February 21, 2013
Guilty Pleas From Foreign Subsidiaries
Posted by David Zaring

Ben Protess reports that the government is increasingly looking for guilty pleas in misconduct that occured after the financial crisis.  But because some guilty pleas are company killers, they are getting them from foreign subsidiaries.  It's a strange compromise between imposing responsibilility and avoiding economic disruption.  Some thoughts:

  • This is a total adaption of the government's foreign corruption enforcement strategy, which has invovlved obtaining guilty pleas from foreign subs for a while now.  And that just shows how big a deal foreign corruption cases are right now.  They are literally setting the template for the regulation of the rest of Wall Street wrongdoing.

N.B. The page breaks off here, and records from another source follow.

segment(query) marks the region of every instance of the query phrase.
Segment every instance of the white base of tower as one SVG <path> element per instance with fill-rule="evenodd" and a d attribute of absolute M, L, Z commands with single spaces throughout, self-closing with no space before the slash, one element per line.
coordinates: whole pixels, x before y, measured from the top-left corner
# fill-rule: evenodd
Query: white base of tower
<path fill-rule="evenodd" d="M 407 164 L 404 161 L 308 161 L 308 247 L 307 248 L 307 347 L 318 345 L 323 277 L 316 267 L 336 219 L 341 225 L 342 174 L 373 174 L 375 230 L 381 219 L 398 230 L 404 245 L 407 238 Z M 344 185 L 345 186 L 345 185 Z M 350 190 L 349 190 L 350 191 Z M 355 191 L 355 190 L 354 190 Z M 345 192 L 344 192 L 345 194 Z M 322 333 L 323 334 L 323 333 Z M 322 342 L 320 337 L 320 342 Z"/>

  • Company guilty pleas are strange things.  They  either mean nothing - corporate persons don't feel bad for being convicted, can't be put in jail, and absent alternative consequences, would you rather your closely held corporation paid a fine, or stood up in court and said "I did it"?  Or they mean far too much - an auditor like Arthur Andersen could literally no longer audit after it was convicted of a crime.
  • Which is why I think truly serious prosecution is all about individual responsibility.  This middle ground isn't quite the get tough attitude that insistence on pleas from natural, rather than corporate, persons would be.